The bank has to invoke the bank guarantee in terms of the stipulation in the bank guarantee. Although fraud is pleaded in the present case, the same appears in the petition only as a bald statement without any supporting materials to prove and establish fraud. It is only alleged that the respondent was seeking to unjustly enrich itself by fraudulently invoking the bank guarantee. As held hereinbefore, the appellant has failed to prove that there is any established fraud in the present case. Certain disputes are sought to be raised by the appellant but even the said disputes which arise out of a different and separate contract are not of the nature which could be brought into play within the concept of special equities and cannot in our considered opinion, amount to a case of irretrievable injury of exceptional nature.
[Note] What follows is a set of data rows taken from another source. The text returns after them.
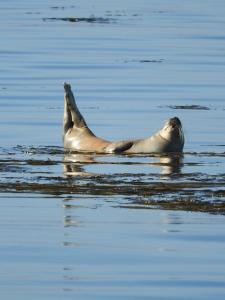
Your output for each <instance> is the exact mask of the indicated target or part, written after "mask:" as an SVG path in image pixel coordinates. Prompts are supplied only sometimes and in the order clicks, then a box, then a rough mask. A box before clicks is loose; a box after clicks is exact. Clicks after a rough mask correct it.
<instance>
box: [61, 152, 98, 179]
mask: <svg viewBox="0 0 225 300" xmlns="http://www.w3.org/2000/svg"><path fill="white" fill-rule="evenodd" d="M94 162H95V160H94V156H93V155H91V154H81V153H79V154H78V153H70V154H66V155H65V157H64V173H65V175H67V176H81V177H85V176H91V175H94V174H92V173H88V172H86V171H85V170H84V165H85V164H90V163H94Z"/></svg>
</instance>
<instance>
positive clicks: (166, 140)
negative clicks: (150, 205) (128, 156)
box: [63, 83, 184, 154]
mask: <svg viewBox="0 0 225 300" xmlns="http://www.w3.org/2000/svg"><path fill="white" fill-rule="evenodd" d="M64 91H65V93H64V122H63V130H64V131H63V141H64V147H65V148H66V149H68V150H71V151H76V152H96V153H125V154H137V153H167V152H182V151H183V147H184V134H183V130H182V124H181V121H180V120H179V119H178V118H177V117H173V118H171V119H169V120H168V121H167V122H166V123H165V125H164V126H163V128H162V129H160V130H159V131H158V132H157V133H155V134H154V135H152V136H150V137H147V138H145V139H135V140H122V141H116V142H111V141H108V140H105V139H102V138H100V137H97V136H96V135H95V134H94V133H93V132H92V131H91V130H90V128H89V127H88V126H87V123H86V121H85V119H84V117H83V116H82V114H81V113H80V111H79V109H78V107H77V105H76V102H75V98H74V95H73V92H72V90H71V86H70V84H68V83H64Z"/></svg>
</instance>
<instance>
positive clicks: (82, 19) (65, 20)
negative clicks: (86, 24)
mask: <svg viewBox="0 0 225 300" xmlns="http://www.w3.org/2000/svg"><path fill="white" fill-rule="evenodd" d="M42 20H43V21H64V22H71V23H79V22H85V23H100V24H107V23H111V22H113V21H115V20H114V19H112V18H103V17H95V16H90V17H65V18H55V17H50V18H43V19H42Z"/></svg>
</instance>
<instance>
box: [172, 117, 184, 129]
mask: <svg viewBox="0 0 225 300" xmlns="http://www.w3.org/2000/svg"><path fill="white" fill-rule="evenodd" d="M169 124H170V125H171V126H172V127H173V128H176V127H181V126H182V125H181V121H180V119H179V118H177V117H174V118H171V119H170V120H169Z"/></svg>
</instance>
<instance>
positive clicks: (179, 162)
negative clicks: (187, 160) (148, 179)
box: [157, 154, 183, 175]
mask: <svg viewBox="0 0 225 300" xmlns="http://www.w3.org/2000/svg"><path fill="white" fill-rule="evenodd" d="M157 159H158V160H159V163H160V166H161V174H162V175H173V174H180V173H181V170H182V166H183V156H182V155H178V154H177V155H168V156H160V157H157Z"/></svg>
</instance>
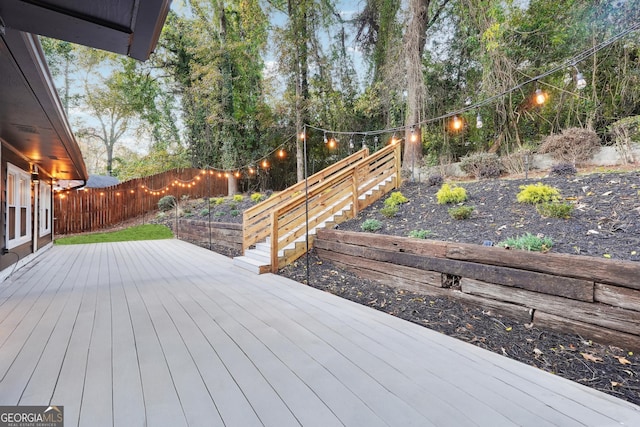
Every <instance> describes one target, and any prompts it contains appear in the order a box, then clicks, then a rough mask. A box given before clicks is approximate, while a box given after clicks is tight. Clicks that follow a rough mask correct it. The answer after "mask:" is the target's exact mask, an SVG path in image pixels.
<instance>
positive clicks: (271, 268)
mask: <svg viewBox="0 0 640 427" xmlns="http://www.w3.org/2000/svg"><path fill="white" fill-rule="evenodd" d="M271 272H272V273H277V272H278V210H277V209H274V210H272V211H271Z"/></svg>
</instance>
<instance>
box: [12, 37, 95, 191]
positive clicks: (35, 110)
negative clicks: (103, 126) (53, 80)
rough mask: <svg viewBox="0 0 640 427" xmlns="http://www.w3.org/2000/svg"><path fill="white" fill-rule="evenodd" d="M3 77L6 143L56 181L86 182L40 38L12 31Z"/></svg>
mask: <svg viewBox="0 0 640 427" xmlns="http://www.w3.org/2000/svg"><path fill="white" fill-rule="evenodd" d="M0 76H2V78H1V79H0V100H1V102H0V138H2V140H4V141H5V142H6V143H7V144H8V145H9V146H11V147H13V148H14V149H15V150H16V151H18V152H20V153H22V155H23V156H25V157H26V158H27V159H28V160H29V161H30V162H31V163H32V164H35V165H38V166H39V168H40V169H41V170H42V171H43V172H46V173H47V174H51V175H52V176H54V177H55V178H58V179H77V180H86V179H87V171H86V168H85V165H84V161H83V159H82V154H81V152H80V149H79V147H78V145H77V143H76V141H75V138H74V136H73V134H72V132H71V129H70V127H69V123H68V122H67V119H66V116H65V114H64V111H63V109H62V105H61V103H60V99H59V98H58V95H57V92H56V90H55V87H54V85H53V80H52V78H51V75H50V74H49V71H48V68H47V66H46V62H45V59H44V54H43V52H42V49H41V48H40V43H39V42H38V40H37V39H36V37H35V36H33V35H31V34H28V33H22V32H20V31H16V30H11V29H7V30H6V32H5V34H4V36H2V37H1V41H0Z"/></svg>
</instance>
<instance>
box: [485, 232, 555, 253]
mask: <svg viewBox="0 0 640 427" xmlns="http://www.w3.org/2000/svg"><path fill="white" fill-rule="evenodd" d="M497 246H502V247H505V248H513V249H521V250H525V251H536V252H547V251H548V250H550V249H551V247H552V246H553V240H551V238H550V237H544V236H534V235H533V234H531V233H526V234H525V235H522V236H518V237H509V238H508V239H507V240H504V241H502V242H499V243H498V245H497Z"/></svg>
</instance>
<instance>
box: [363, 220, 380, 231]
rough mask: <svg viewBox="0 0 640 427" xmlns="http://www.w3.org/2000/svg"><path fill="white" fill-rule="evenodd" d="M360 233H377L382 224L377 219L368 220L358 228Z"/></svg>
mask: <svg viewBox="0 0 640 427" xmlns="http://www.w3.org/2000/svg"><path fill="white" fill-rule="evenodd" d="M360 227H361V228H362V231H369V232H371V233H373V232H375V231H378V230H380V229H381V228H382V223H381V222H380V221H378V220H377V219H368V220H366V221H365V222H363V223H362V225H361V226H360Z"/></svg>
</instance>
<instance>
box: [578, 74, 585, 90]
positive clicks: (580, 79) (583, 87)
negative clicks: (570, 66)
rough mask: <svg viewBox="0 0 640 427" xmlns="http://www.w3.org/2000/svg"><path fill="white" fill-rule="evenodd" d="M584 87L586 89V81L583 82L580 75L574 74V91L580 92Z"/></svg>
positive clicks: (582, 78)
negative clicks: (575, 85) (574, 81)
mask: <svg viewBox="0 0 640 427" xmlns="http://www.w3.org/2000/svg"><path fill="white" fill-rule="evenodd" d="M585 87H587V81H586V80H585V78H584V76H583V75H582V73H581V72H580V71H578V74H576V89H578V90H582V89H584V88H585Z"/></svg>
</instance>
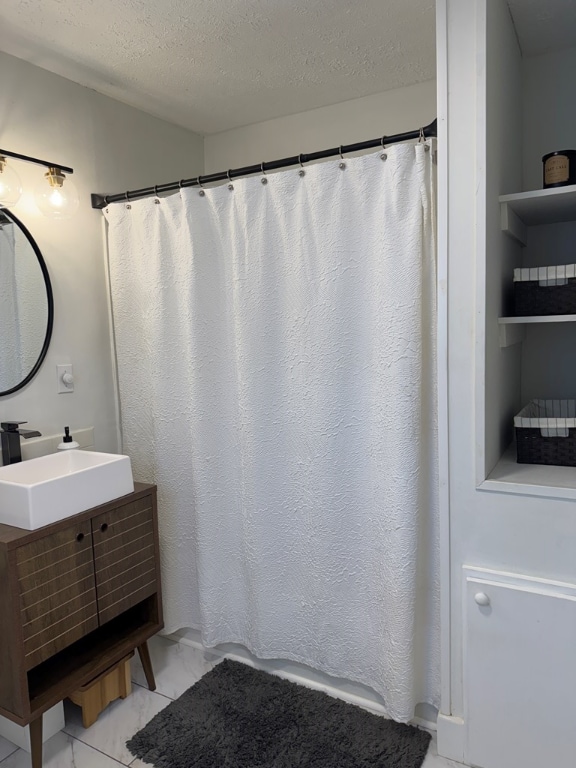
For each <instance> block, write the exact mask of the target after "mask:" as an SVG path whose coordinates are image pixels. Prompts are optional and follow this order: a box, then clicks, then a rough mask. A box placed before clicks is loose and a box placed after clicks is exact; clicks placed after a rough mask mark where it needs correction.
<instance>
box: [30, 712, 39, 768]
mask: <svg viewBox="0 0 576 768" xmlns="http://www.w3.org/2000/svg"><path fill="white" fill-rule="evenodd" d="M30 752H31V757H32V768H42V715H40V717H37V718H36V720H32V722H31V723H30Z"/></svg>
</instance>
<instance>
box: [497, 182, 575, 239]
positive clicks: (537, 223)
mask: <svg viewBox="0 0 576 768" xmlns="http://www.w3.org/2000/svg"><path fill="white" fill-rule="evenodd" d="M500 211H501V225H502V230H503V231H504V232H506V234H508V235H510V237H513V238H514V239H515V240H518V242H520V243H522V245H526V241H527V228H528V227H529V226H536V225H538V224H556V223H558V222H560V221H574V220H576V185H572V186H570V187H556V188H554V189H536V190H533V191H531V192H518V193H517V194H514V195H501V196H500Z"/></svg>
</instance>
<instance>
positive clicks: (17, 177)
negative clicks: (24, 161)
mask: <svg viewBox="0 0 576 768" xmlns="http://www.w3.org/2000/svg"><path fill="white" fill-rule="evenodd" d="M21 194H22V184H21V183H20V177H19V176H18V174H17V173H16V171H15V170H14V169H13V168H10V166H9V165H8V163H7V161H6V158H5V157H4V155H0V208H10V206H12V205H16V203H17V202H18V200H20V195H21Z"/></svg>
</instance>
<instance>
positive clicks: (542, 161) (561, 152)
mask: <svg viewBox="0 0 576 768" xmlns="http://www.w3.org/2000/svg"><path fill="white" fill-rule="evenodd" d="M555 155H567V156H568V157H570V156H571V155H576V149H558V150H556V152H548V154H547V155H543V156H542V162H543V163H545V162H546V160H548V158H549V157H554V156H555Z"/></svg>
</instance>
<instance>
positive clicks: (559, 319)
mask: <svg viewBox="0 0 576 768" xmlns="http://www.w3.org/2000/svg"><path fill="white" fill-rule="evenodd" d="M498 323H499V324H500V346H501V347H502V348H504V347H511V346H512V345H513V344H519V343H520V342H521V341H524V339H525V338H526V327H525V326H526V325H531V324H536V323H576V315H532V316H530V317H499V318H498Z"/></svg>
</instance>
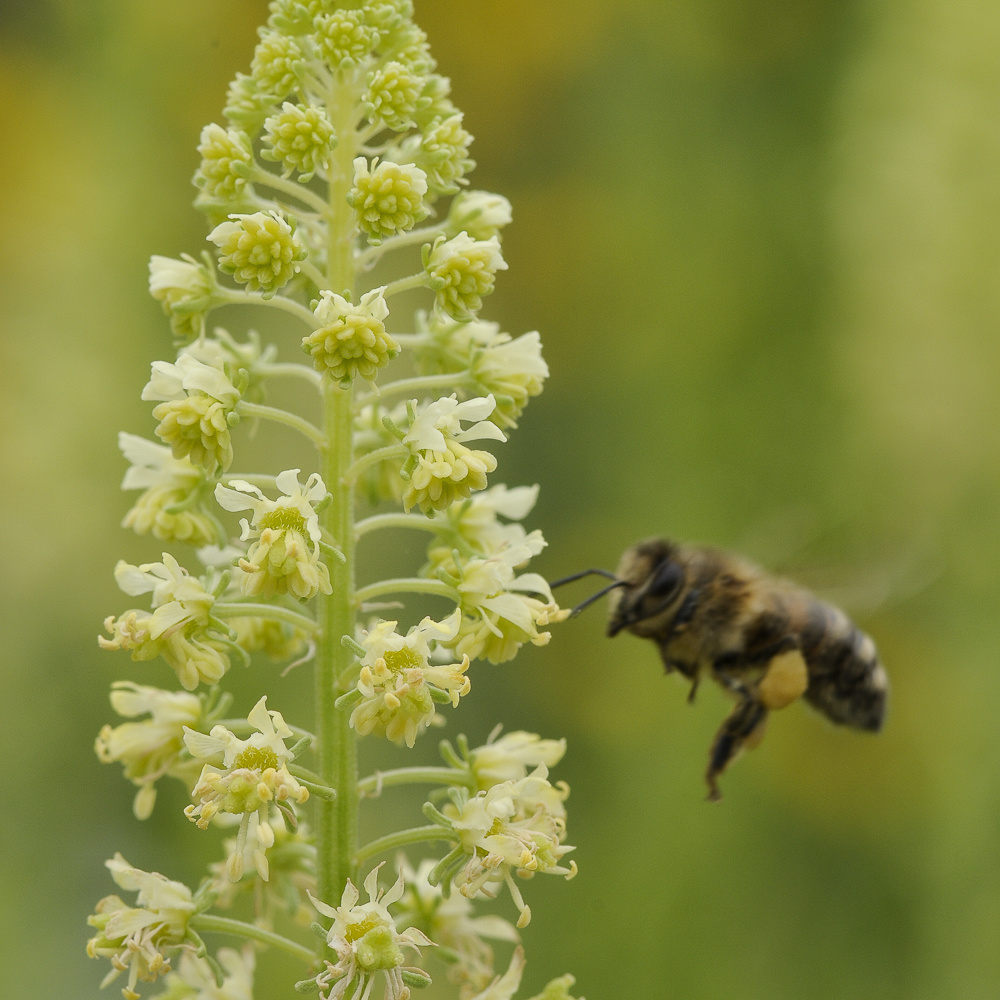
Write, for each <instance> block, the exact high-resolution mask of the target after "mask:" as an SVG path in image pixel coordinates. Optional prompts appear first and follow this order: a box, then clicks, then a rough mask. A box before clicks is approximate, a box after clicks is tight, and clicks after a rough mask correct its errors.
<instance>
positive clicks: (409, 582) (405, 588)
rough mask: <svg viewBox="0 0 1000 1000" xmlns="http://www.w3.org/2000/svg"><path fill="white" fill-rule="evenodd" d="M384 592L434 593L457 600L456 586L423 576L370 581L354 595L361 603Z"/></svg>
mask: <svg viewBox="0 0 1000 1000" xmlns="http://www.w3.org/2000/svg"><path fill="white" fill-rule="evenodd" d="M383 594H434V595H436V596H437V597H447V598H448V599H449V600H452V601H454V600H457V595H456V593H455V588H454V587H449V586H448V584H446V583H445V582H444V581H443V580H427V579H425V578H424V577H422V576H401V577H396V579H394V580H379V581H378V583H370V584H369V585H368V586H367V587H362V588H361V589H360V590H359V591H358V592H357V593H356V594H355V595H354V599H355V600H356V601H357V602H358V604H359V605H360V604H364V603H365V601H370V600H371V599H372V598H373V597H381V596H382V595H383Z"/></svg>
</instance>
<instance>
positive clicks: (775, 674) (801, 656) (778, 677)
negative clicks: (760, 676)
mask: <svg viewBox="0 0 1000 1000" xmlns="http://www.w3.org/2000/svg"><path fill="white" fill-rule="evenodd" d="M808 686H809V673H808V671H807V670H806V661H805V660H803V659H802V654H801V653H800V652H799V651H798V650H797V649H791V650H789V651H788V652H787V653H781V654H779V655H778V656H776V657H775V658H774V659H773V660H771V663H770V665H769V666H768V668H767V673H766V674H764V676H763V678H762V679H761V682H760V687H759V688H758V689H757V693H758V695H759V697H760V700H761V702H762V704H763V705H764V706H765V707H766V708H771V709H775V708H784V707H785V706H786V705H790V704H791V703H792V702H793V701H795V700H796V699H797V698H800V697H801V696H802V695H803V694H804V693H805V690H806V688H807V687H808Z"/></svg>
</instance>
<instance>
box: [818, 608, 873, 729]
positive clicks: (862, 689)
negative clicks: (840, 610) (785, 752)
mask: <svg viewBox="0 0 1000 1000" xmlns="http://www.w3.org/2000/svg"><path fill="white" fill-rule="evenodd" d="M801 644H802V654H803V656H804V657H805V660H806V665H807V666H808V668H809V687H808V688H807V689H806V693H805V699H806V701H808V702H809V704H810V705H812V706H813V707H814V708H817V709H819V711H821V712H822V713H823V714H824V715H825V716H826V717H827V718H828V719H830V720H832V721H833V722H837V723H841V724H842V725H845V726H851V727H853V728H855V729H868V730H871V731H872V732H877V731H878V730H879V729H881V728H882V723H883V721H884V719H885V704H886V698H887V695H888V691H889V684H888V678H887V677H886V673H885V670H884V669H883V668H882V665H881V663H880V662H879V659H878V653H877V651H876V649H875V643H874V642H872V640H871V639H870V638H869V637H868V636H867V635H865V634H864V632H862V631H861V630H860V629H858V628H857V627H856V626H855V625H853V624H852V623H851V621H850V620H849V619H848V618H847V616H846V615H844V614H843V612H841V611H839V610H838V609H837V608H833V607H831V606H830V605H827V604H823V603H822V602H821V601H814V602H813V604H812V607H810V609H809V616H808V622H807V624H806V625H805V627H804V628H803V630H802V634H801Z"/></svg>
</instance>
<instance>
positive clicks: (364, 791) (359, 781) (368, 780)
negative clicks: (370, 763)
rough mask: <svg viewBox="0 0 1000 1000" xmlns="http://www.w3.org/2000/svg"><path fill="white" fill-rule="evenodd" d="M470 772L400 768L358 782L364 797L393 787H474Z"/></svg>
mask: <svg viewBox="0 0 1000 1000" xmlns="http://www.w3.org/2000/svg"><path fill="white" fill-rule="evenodd" d="M472 783H473V782H472V776H471V775H470V774H469V772H468V771H460V770H458V768H454V767H399V768H396V769H395V770H392V771H376V772H375V774H370V775H369V776H368V777H367V778H362V779H361V780H360V781H359V782H358V792H360V793H361V794H362V795H371V794H372V793H375V794H378V792H379V790H380V789H382V788H389V787H391V786H392V785H466V786H468V787H470V788H471V787H472Z"/></svg>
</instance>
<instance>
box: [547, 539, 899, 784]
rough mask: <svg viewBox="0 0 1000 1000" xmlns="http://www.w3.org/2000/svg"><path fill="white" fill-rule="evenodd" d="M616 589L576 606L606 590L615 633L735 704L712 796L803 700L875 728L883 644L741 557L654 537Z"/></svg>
mask: <svg viewBox="0 0 1000 1000" xmlns="http://www.w3.org/2000/svg"><path fill="white" fill-rule="evenodd" d="M591 573H596V574H599V575H601V576H606V577H608V578H609V579H611V580H612V581H613V582H612V583H611V584H609V585H608V586H607V587H605V588H604V589H603V590H601V591H599V592H598V593H597V594H594V595H593V596H592V597H590V598H588V599H587V600H586V601H584V602H583V603H582V604H580V605H578V606H577V608H575V609H574V613H577V612H579V611H581V610H582V609H583V608H585V607H586V606H587V605H589V604H591V603H592V602H593V601H596V600H597V599H598V598H599V597H601V596H603V595H604V594H608V595H609V598H608V601H609V605H610V609H609V611H610V613H609V617H608V636H609V637H610V636H615V635H617V634H618V633H619V632H621V631H622V630H627V631H629V632H631V633H633V635H638V636H642V637H643V638H646V639H652V640H653V642H654V643H656V646H657V648H658V649H659V651H660V656H661V658H662V659H663V666H664V669H665V670H666V672H667V673H671V672H672V671H675V670H676V671H678V672H679V673H680V674H681V675H683V676H684V677H685V678H687V679H688V680H689V681H690V682H691V691H690V694H689V695H688V701H689V702H691V701H693V700H694V696H695V692H696V690H697V688H698V683H699V681H700V680H701V678H702V677H703V676H708V677H711V678H712V679H713V680H714V681H716V682H717V683H718V684H719V685H721V686H722V687H723V688H724V689H725V690H726V691H728V692H729V693H730V694H731V695H733V696H734V697H735V699H736V705H735V707H734V708H733V710H732V712H730V714H729V715H728V717H727V718H726V719H725V721H724V722H723V723H722V726H721V728H720V729H719V731H718V733H717V734H716V736H715V739H714V741H713V742H712V746H711V749H710V751H709V756H708V770H707V772H706V775H705V779H706V781H707V782H708V789H709V795H708V797H709V799H710V800H713V801H714V800H717V799H720V798H721V797H722V795H721V793H720V791H719V786H718V778H719V775H721V774H722V772H723V771H724V770H725V769H726V767H727V765H728V764H729V763H730V762H731V761H733V760H734V759H735V758H736V757H737V756H738V755H739V754H740V753H741V752H742V751H743V750H745V749H752V748H753V747H755V746H756V745H757V744H758V743H759V742H760V740H761V738H762V736H763V734H764V727H765V724H766V723H767V719H768V714H769V713H770V712H772V711H775V710H777V709H780V708H785V707H786V706H787V705H790V704H791V703H792V702H793V701H796V700H797V699H798V698H800V697H802V698H805V700H806V701H807V702H808V703H809V704H810V705H812V707H813V708H816V709H818V710H819V711H820V712H822V713H823V714H824V715H825V716H826V717H827V718H828V719H830V720H831V721H833V722H836V723H840V724H842V725H845V726H850V727H852V728H854V729H864V730H869V731H871V732H878V731H879V730H880V729H881V728H882V722H883V719H884V718H885V703H886V697H887V695H888V691H889V682H888V678H887V677H886V673H885V670H884V669H883V667H882V665H881V664H880V663H879V659H878V654H877V652H876V650H875V643H874V642H872V640H871V639H870V638H869V637H868V636H867V635H865V634H864V633H863V632H861V631H860V630H859V629H858V628H857V627H856V626H855V625H854V624H853V623H852V622H851V621H850V619H848V617H847V616H846V615H845V614H844V613H843V612H842V611H840V610H839V609H838V608H835V607H833V606H832V605H830V604H826V603H824V602H823V601H821V600H819V599H818V598H816V597H814V596H813V595H812V594H811V593H809V591H807V590H804V589H802V588H801V587H797V586H795V585H794V584H792V583H789V582H787V581H784V580H779V579H776V578H774V577H770V576H768V575H766V574H765V573H764V572H763V571H761V570H760V569H758V568H757V567H756V566H754V565H752V564H751V563H749V562H747V561H745V560H744V559H742V558H740V557H739V556H736V555H732V554H730V553H727V552H719V551H717V550H715V549H710V548H703V547H701V546H696V545H681V544H678V543H676V542H670V541H666V540H665V539H662V538H650V539H646V540H645V541H642V542H639V543H638V544H636V545H633V546H632V548H630V549H628V550H627V551H626V552H625V554H624V555H623V556H622V558H621V562H620V563H619V564H618V569H617V571H616V572H615V573H609V572H607V571H606V570H585V571H584V572H583V573H576V574H574V575H573V576H570V577H566V578H565V579H564V580H559V581H556V583H555V584H553V586H558V585H559V584H562V583H569V582H571V581H573V580H578V579H580V578H581V577H584V576H586V575H588V574H591Z"/></svg>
Even if the claims of the appellant are found to be valid and justified, the appellant would be entitled to compensation thereof for loss suffered, if any, or may be entitled to some damages, which are always retrievable and could be reimbursed and thus the present case does not fall within the ambit of the second exception. Justice can always be rendered to the appellant, if it succeeds before the arbitrators. No special equity in favour of the appellant could be claimed when there was in fact a dispute that performance was prima facie not satisfactory, which enabled the respondent to encash the bank guarantee. ( 17 ) ONE of the submissions of the appellant was that the bank guarantee was not unconditional. We have extracted paragraph 4 of the bank guarantee in question hereinbefore. A bare look at it would make it crystal clear that the bank guarantee was unconditional. The written stipulations of the bank guarantee are what matter and are relevant and not any other circumstance. The said submission is also found to be without any merit. Accordingly, we do not find any merit in this appeal. The same is dismissed. The interim order stands vacated.